Monday, November 24, 2014

#707: Il Sorpasso

(Dino Risi, 1962)

Il Sorpasso is the kind of movie Americans almost never see. The majority of foreign films that make it to our shores are serious, ambitious films that would be labeled prestige or art pictures even in their own country. Comedies are rarely imported, even from English speaking countries (with the exception being the occasional quirky inspirational English country comedy), while some films that hardly get a release in their own country are trumpeted upon their arrival in the US.

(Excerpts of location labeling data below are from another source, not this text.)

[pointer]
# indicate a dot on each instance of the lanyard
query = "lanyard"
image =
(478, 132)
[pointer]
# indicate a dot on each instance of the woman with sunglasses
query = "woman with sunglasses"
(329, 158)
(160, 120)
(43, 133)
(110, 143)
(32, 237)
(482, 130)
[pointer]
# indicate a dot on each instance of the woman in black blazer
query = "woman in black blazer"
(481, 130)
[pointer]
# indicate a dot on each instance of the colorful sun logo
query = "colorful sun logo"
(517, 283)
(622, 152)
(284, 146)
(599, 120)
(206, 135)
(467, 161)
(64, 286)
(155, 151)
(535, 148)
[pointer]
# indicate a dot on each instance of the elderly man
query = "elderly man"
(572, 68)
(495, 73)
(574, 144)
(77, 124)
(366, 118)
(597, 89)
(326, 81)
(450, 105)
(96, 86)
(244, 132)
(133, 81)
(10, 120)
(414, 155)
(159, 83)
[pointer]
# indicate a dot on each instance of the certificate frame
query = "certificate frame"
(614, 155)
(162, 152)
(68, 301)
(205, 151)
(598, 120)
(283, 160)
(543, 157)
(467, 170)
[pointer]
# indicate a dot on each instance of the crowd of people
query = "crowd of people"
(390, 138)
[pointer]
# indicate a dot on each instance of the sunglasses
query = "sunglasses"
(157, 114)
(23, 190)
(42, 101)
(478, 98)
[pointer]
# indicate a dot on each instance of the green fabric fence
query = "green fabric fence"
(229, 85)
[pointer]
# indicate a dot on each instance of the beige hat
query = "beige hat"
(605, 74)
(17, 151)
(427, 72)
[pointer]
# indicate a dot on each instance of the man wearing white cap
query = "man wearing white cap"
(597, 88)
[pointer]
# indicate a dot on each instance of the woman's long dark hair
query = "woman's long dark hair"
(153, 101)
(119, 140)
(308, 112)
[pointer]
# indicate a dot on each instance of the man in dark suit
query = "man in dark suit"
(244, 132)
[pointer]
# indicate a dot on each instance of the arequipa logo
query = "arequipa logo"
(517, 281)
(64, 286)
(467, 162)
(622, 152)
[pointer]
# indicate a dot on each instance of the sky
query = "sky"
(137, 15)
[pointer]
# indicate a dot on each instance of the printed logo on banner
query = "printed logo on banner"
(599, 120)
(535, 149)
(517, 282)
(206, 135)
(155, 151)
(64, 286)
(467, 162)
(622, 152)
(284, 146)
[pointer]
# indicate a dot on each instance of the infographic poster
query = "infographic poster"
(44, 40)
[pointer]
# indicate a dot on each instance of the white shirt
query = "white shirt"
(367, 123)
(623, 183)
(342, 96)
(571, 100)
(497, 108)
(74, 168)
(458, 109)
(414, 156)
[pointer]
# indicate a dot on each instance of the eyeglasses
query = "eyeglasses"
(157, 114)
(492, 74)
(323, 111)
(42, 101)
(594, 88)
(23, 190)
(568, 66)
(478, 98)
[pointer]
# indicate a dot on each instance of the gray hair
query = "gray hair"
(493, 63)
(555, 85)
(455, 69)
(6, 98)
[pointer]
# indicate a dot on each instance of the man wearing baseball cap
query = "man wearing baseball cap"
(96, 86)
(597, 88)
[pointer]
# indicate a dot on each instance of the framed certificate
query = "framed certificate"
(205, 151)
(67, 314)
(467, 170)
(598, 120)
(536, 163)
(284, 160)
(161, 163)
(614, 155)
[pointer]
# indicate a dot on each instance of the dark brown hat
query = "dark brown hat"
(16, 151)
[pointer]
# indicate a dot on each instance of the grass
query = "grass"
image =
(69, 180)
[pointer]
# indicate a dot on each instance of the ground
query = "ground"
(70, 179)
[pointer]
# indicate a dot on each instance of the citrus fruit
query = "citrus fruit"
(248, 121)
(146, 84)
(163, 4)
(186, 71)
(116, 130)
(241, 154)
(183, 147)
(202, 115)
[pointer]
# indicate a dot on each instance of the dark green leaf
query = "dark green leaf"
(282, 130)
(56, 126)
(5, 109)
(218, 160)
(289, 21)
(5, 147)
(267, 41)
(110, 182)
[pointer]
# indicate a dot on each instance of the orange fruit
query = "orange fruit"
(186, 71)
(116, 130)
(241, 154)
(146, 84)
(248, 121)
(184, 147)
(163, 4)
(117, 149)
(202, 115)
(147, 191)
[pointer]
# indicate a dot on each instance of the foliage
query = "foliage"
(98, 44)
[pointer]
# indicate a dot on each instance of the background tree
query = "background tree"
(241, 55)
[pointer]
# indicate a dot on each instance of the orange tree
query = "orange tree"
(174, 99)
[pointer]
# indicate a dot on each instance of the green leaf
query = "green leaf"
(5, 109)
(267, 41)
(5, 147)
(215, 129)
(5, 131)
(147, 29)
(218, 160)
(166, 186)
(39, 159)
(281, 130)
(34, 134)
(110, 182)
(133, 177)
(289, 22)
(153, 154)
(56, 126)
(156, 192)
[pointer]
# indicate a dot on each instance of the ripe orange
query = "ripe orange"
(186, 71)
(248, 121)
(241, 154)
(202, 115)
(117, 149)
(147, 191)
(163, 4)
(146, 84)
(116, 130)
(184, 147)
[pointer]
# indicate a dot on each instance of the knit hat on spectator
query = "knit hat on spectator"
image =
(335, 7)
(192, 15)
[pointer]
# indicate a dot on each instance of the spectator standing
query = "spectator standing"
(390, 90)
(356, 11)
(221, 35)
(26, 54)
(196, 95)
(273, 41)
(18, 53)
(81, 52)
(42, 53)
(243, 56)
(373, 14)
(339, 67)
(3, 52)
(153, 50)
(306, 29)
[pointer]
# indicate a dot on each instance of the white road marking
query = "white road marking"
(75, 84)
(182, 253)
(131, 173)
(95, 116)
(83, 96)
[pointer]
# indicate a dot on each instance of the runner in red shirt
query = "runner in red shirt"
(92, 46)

So here is an odd installment in the Criterion Collection: a loony commercial comedy in the middle of Italy's late 50s, early 60s golden age. One of the protagonists even dismisses Antonioni as boring - maybe the first instance of a film talking trash about other films in the collection? It's no surprise that Il Sorpasso is largely unknown in the US, despite being hugely popular in its native country.

(Spoilers below.)

But what's most interesting about Il Sorpasso is how often it defies its low-brow nature. The movie's basic premise couldn't be more Hollywood: two guys, one uptight and inexperienced and one borderline insane and fun-loving, spend a day racing through the Italian countryside, encountering colorful predicaments along the way. And yet its ending, in which the car careens off the road, sending the young man to his death on the cliffs below, wouldn't get past the first submitted draft of the script in any Hollywood studio.

It's this moment which is inevitably the crux of the film, and it sends a shadow over everything that came before it. It's all over so quickly that it's difficult to process as it is happening what it means for the picture as a whole, but it leaves you with such a sour taste in your mouth that it's hard to retain the freewheeling joy of the rest of the movie without feeling implicated in an innocent man's senseless death. In other hands, the movie might have ended with the same tragedy, only played with a sly wink to the audience, a dark joke between the director and his viewers. An equally likely choice would have been to send Bruno to his death, leaving the younger man to ponder the implications of the whirlwind day in which he was caught. Yet Risi's decision to kill off the law student and leave Bruno empty-handed turns the tables on his Italian viewers. One man's awakening to the carefree life becomes an indictment of Italian machismo in an instant.

How you responded to the ending will likely depend on how you viewed Bruno in the rest of the movie. Characters like this have become ingrained in Hollywood films over the last fifty years, so his carefree brutishness is less jarring than it might have seemed in the 1960s, perhaps making the ending feel even more surprising, out of place, and/or unwarranted. I've seen comments online from people raving about the movie but stating that they will pretend the last few minutes of the movie didn't happen, while others (rightly) argue that the ending is the whole point of the movie. For me, Il Sorpasso is a reminder that films needn't subscribe to one genre, one tone, or even one viewpoint. Fun can be fun, even when it leads to tragedy. This is so often forgotten in modern Hollywood that it bears repeating: once art is pigeonholed, it loses much of its power.